No cabe duda de que, hoy por hoy, nadie está en condiciones de afirmar o de negar categóricamente que la calidad de nuestro sistema educativo hubiera mejorado sin la existencia de esa complicada maraña de asesores, de orientadores escolares y de inspectores sin ninguna formación pedagógica, que han contribuido a la imposición de un modelo de enseñanza psicologizado que ellos mismos desconocían. Mientras no contemos con rigurosos estudios evaluativos que demuestren lo contrario, pienso que merecería la pena que las administraciones educativas propiciaran la puesta en práctica de medidas innovadoras semejantes a las que a continuación propongo.

 Acabar con la vieja escuela graduada y, en su lugar, propiciar un modelo de escuela absolutamente flexible que sea capaz de satisfacer las heterogéneas necesidades de la diversidad del alumnado. Congelar urgentemente el modelo burocrático y jerarquizado de asesoramiento y de formación permanente del profesorado actualmente vigente.
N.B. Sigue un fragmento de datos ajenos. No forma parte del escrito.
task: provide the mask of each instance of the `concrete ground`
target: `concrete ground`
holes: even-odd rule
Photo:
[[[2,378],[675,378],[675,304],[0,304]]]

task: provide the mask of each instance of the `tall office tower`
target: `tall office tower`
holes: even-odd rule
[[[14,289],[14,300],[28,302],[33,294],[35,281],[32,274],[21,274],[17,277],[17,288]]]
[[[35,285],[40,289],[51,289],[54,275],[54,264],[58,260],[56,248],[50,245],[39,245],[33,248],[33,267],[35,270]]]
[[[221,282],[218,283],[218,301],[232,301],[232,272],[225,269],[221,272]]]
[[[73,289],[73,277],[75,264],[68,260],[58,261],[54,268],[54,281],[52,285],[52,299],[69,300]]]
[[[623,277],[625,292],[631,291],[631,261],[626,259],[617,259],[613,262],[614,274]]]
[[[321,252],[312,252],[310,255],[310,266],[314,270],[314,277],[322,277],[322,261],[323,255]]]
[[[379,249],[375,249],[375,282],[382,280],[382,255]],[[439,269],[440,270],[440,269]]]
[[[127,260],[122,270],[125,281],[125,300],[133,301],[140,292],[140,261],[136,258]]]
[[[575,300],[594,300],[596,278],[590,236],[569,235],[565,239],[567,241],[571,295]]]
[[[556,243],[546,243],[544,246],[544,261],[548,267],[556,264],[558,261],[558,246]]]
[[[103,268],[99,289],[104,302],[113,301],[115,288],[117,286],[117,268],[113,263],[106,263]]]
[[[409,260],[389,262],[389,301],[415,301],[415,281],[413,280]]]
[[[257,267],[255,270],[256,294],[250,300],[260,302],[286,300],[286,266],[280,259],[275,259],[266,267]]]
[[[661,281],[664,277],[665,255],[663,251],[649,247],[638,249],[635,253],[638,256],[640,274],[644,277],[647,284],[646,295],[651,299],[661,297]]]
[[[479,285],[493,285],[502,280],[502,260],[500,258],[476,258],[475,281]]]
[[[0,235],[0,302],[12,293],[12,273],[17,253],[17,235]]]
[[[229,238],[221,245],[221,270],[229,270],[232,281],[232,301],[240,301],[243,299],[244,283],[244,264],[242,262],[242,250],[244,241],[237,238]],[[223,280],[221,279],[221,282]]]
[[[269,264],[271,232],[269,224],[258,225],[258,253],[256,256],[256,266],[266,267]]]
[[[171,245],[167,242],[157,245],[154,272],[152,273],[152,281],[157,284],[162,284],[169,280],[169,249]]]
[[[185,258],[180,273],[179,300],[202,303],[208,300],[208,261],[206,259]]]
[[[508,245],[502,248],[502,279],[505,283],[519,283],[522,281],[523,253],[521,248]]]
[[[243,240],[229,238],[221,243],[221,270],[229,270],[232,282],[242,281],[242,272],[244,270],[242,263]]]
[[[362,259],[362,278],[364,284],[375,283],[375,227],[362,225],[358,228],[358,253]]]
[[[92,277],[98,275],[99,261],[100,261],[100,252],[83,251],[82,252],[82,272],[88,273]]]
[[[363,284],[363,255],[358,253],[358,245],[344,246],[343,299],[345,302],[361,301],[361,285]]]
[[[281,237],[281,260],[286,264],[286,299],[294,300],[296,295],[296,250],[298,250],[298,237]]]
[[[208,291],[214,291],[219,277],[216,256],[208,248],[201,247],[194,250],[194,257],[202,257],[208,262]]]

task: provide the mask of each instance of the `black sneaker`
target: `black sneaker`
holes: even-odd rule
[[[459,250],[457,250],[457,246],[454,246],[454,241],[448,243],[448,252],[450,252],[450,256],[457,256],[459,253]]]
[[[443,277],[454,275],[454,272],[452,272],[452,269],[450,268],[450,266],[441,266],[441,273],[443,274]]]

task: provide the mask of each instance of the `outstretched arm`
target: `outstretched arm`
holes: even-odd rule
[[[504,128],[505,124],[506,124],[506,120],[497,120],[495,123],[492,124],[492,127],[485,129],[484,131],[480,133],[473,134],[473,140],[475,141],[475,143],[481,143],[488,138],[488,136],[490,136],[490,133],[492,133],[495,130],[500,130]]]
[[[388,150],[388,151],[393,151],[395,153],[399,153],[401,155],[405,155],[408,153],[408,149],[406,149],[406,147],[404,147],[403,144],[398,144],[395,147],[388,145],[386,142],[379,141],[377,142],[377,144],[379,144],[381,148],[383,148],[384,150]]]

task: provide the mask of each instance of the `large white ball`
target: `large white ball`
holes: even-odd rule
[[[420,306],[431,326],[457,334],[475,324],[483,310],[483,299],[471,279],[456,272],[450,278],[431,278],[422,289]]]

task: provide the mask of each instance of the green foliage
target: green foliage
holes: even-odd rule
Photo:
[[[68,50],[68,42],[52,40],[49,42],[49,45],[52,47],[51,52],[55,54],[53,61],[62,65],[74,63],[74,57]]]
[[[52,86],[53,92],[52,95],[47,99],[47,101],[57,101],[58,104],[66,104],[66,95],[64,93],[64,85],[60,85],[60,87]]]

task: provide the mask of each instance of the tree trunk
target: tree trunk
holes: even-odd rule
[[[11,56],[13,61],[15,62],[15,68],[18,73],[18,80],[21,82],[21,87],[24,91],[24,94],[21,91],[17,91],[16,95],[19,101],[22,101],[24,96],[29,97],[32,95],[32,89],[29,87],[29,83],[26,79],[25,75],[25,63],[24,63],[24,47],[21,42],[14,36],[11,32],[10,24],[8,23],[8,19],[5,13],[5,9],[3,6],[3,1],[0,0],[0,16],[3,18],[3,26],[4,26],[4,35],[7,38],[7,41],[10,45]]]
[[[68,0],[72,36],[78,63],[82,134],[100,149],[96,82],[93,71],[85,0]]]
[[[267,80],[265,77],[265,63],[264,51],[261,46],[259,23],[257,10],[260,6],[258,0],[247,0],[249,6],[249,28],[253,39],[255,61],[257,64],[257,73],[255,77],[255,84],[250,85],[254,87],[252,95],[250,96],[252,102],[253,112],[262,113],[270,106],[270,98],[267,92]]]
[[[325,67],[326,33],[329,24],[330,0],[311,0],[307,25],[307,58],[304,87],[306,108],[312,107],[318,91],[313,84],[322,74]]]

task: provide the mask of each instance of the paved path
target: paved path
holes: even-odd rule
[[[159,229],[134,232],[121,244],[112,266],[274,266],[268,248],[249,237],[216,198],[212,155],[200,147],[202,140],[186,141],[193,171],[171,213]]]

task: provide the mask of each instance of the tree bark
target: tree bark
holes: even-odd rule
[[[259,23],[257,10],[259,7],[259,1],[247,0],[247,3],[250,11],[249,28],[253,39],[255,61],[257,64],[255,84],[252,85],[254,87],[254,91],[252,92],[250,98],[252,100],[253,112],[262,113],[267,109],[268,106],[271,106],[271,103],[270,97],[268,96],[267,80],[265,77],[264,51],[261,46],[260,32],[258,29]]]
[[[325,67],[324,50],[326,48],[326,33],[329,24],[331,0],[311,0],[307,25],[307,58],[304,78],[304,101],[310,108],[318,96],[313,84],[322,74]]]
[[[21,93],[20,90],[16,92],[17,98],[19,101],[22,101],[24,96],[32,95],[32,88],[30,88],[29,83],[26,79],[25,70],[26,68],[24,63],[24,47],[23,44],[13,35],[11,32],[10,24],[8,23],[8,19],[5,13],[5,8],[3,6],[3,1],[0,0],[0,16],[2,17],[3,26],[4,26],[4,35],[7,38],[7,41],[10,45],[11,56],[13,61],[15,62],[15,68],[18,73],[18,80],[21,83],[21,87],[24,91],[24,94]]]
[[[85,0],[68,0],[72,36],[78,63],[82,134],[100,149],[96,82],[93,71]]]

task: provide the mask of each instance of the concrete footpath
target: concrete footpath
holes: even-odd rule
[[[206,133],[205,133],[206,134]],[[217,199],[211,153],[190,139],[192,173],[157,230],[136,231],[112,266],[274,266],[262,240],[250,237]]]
Diseñar un marco curricular totalmente abierto y carente de tecnicismos psicológicos y pedagógicos que nada tienen que ver con la realidad escolar, en el que las competencias de la administración educativa se reduzcan a la elaboración de unos objetivos mínimos y a la inspección de su cumplimiento, dejando plena autonomía a los centros para que lo adapten a la realidad cambiante de su entorno, siempre y cuando se dote a los colegios de las condiciones mínimas para que puedan desarrollar el curriculum de forma flexible. Elaborar un estatuto del profesorado, totalmente democrático y consensuado, que mejore la imagen social de los profesores, reforzando su autoridad y mejorando sus condiciones laborales y salariales. Reestructurar los actuales equipos psicopedagógicos para que su función principal no sea la de diagnosticar a los alumnos, sino la de diagnosticar los males del sistema y ayudar al profesorado de manera eficiente. Contratar jóvenes profesores en prácticas para que actúen como auxiliares del profesorado titular. Diseñar un nuevo modelo de formación del profesorado que pueda encajar en las exigencias de la convergencia europea de la enseñanza superior, pero que al mismo tiempo imite al de aquellos países de nuestro entorno que obtienen los mejores resultados en las evaluaciones internacionales, no solo a nivel de los planes de estudio sino también en lo que respecta al reclutamiento y formación de los profesores de las Facultades de Educación.